There he learned about the half stiff airship of major Gross and
the unstiff airship of major Parseval. A conflict with a captain
induced him to leave the military and change to the "Deutsche
Luftschifffahrt AG" (DELAG), a company which belonged to the
"Luftschiffbau Zeppelin". ( Airship building company Zeppelin)
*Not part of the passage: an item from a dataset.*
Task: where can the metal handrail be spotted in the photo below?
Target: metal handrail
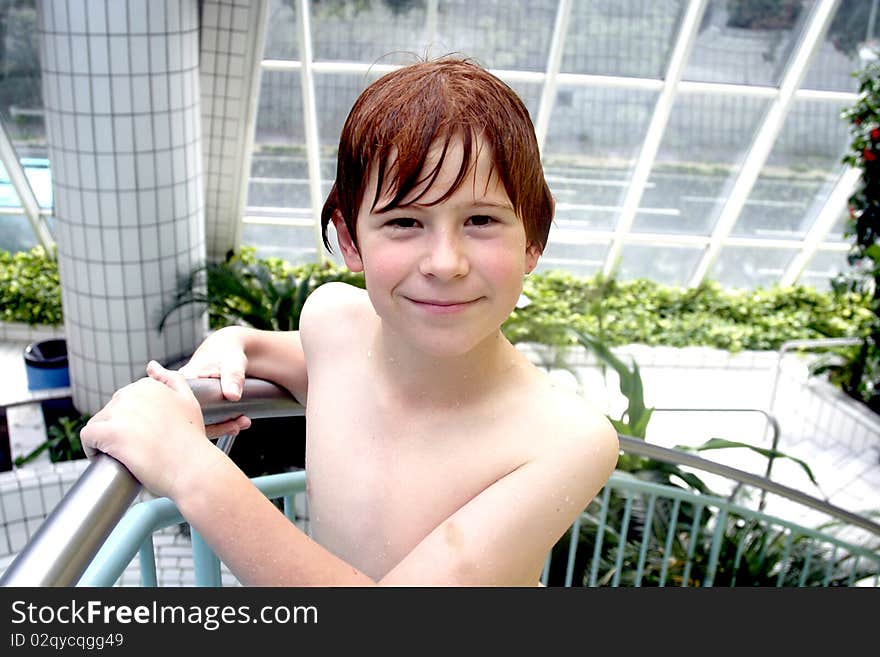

From his workplace Baden-Baden he was enticed from professor Johann
Schütte, who began the construction of a Schütte-Lanz-Airship with
a wooden skeleton in Mannheim. Schütte disappointed Conrad Müller
so he took the job as a chief constructor at the "Luftschiffwert
GmbH" in Munich, which constructed the Veeh-Airship with a
steel skeleton. No other airship technician was able to collect
so much different experience.
Conrad Müller did not want to work with airships any longer after
a lot of accidents, breakdowns, and the fire of navy airship LZ
18 killed a lot of his companions. He then saw the airships as flying
crematoriums. He changed back to the engine construction, worked
for different companys and was one of the founders of "Bayrische
Motorenwerke" (BMW). In the meantime the airplane construction
made enormous progress; therefore he manufactured air engines for
the military with his former colleague Rapp. After a quarrel he
resigned and was transferred to the westfront as leader of the plane
pool, which assembled and repaired the engines. At the end of the
war he lived in Munich.
Zeppelin chief Dr. Hugo Eckener successfully transported a repair
airship to New York in 1924, which excited the whole world. The
Bavarian post master general then had the idea to create an air
mail service with a Zeppelin airship. He wanted Conrad Müller. Müller
declined the offer because he saw in the airships only a dream of
the past, but in airplanes the future.
The book shows on the one hand the indescribable jubilation on appearance
of the air ships and on the other hand the unbelievable exertions,
privations and dangers which the pioneers of the air ship epoch
had to bear. Lots of them lost their assets, their health, or their
life.
The text was composed by Rudolf Kaefer who wrote essays about Graf
Zeppelin and published scripts about Hugo Eckener and Alfred Colsman.
The text is illustrated with many pictures which Heinz Urban took
out of his enormous pool. The pictures were freed from spots, discoloration
and damage with modern digital technique, which gives a special
optical shine to the book. The title "Luftschiff marsch!"
(Airship go!) was taken from the military command language. Another
easy title could have been "The Adventure of Aviation".